Sunday, June 28, 2009

Book Review: C.S. Lewis and the Catholic Church

I just finished reading the book "C.S. Lewis and the Catholic Church" by Joseph Pearce (a Roman Catholic convert). It was very illuminating about the inner conflicts C.S. Lewis had and the reasons why he didn't become a Roman Catholic. It seemed like in the end it was 2 reasons.

The first was that he was raised an "Ulster Protestant" Northern Irish Unionist who had it ingrained in him (he admitted it) that he could not be a Catholic for it would be a betrayal of his heritage.

The second was that he denied the infallibility of the Pope and his jurisdiction over England.

But, Lewis also said that if the Anglican Church ordained Priestesses that Anglicans would be forced to either become atheists or Roman Catholics. Lewis himself never faced this choice but many of his closest friends did and some of them (like Walter Hooper) went to Rome.

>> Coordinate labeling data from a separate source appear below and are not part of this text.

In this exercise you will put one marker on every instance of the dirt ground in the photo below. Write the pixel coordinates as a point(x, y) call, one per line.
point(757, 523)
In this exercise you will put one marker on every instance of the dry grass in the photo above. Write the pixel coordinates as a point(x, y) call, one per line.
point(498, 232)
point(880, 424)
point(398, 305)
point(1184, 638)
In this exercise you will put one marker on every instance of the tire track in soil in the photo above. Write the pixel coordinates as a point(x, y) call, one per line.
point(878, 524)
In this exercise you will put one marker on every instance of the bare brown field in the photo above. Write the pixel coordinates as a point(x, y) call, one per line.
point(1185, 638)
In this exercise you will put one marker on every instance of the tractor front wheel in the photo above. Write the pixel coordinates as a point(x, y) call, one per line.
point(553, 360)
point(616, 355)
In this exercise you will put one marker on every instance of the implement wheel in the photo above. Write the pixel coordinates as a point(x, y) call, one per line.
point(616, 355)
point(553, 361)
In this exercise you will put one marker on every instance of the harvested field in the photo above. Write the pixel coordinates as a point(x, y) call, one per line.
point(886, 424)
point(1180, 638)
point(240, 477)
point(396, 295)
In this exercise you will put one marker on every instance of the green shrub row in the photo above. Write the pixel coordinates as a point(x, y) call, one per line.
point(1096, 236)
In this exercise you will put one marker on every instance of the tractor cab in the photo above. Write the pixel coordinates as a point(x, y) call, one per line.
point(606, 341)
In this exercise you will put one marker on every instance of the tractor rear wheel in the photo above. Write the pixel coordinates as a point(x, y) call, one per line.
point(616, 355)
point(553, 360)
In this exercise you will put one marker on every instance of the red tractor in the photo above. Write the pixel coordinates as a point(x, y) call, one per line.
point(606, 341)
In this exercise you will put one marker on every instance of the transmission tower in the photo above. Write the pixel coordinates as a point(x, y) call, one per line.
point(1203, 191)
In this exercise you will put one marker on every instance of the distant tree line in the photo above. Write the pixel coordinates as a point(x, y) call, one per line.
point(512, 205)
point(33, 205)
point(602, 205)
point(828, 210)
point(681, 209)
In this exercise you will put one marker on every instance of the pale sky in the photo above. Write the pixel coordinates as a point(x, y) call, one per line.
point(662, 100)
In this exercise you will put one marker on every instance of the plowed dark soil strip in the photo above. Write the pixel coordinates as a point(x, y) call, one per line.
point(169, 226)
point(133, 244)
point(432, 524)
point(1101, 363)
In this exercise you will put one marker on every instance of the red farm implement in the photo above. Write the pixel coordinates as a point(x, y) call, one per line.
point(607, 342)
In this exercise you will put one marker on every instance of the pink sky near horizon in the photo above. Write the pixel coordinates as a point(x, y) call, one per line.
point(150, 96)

Pearce gets a little preachy at times, but other than that he is fairly balanced and doesn't try to make it look like C.S. Lewis was through and through Catholic or anything like that. He just looks at his views of the sacraments, the operation of grace, purgatory, and ecclesiology and shows how similar Lewis' views were (if not completely in line with) Catholic dogma.

It also showed how much Lewis utterly despised Purtanism and the Low and Broad church Anglicans. But he hated T.S. Eliot and other Royalist Anglo-Catholics, even though I think in the end it is best to label C.S. Lewis an Anglo-Catholic theologically, who detested certain famous Anglo-Catholics.

Lewis' views on Confession in the Anglican church as opposed to the Roman Church are also interesting, I tend to agree with him that it should be a matter of conscience and not obligatory to confess.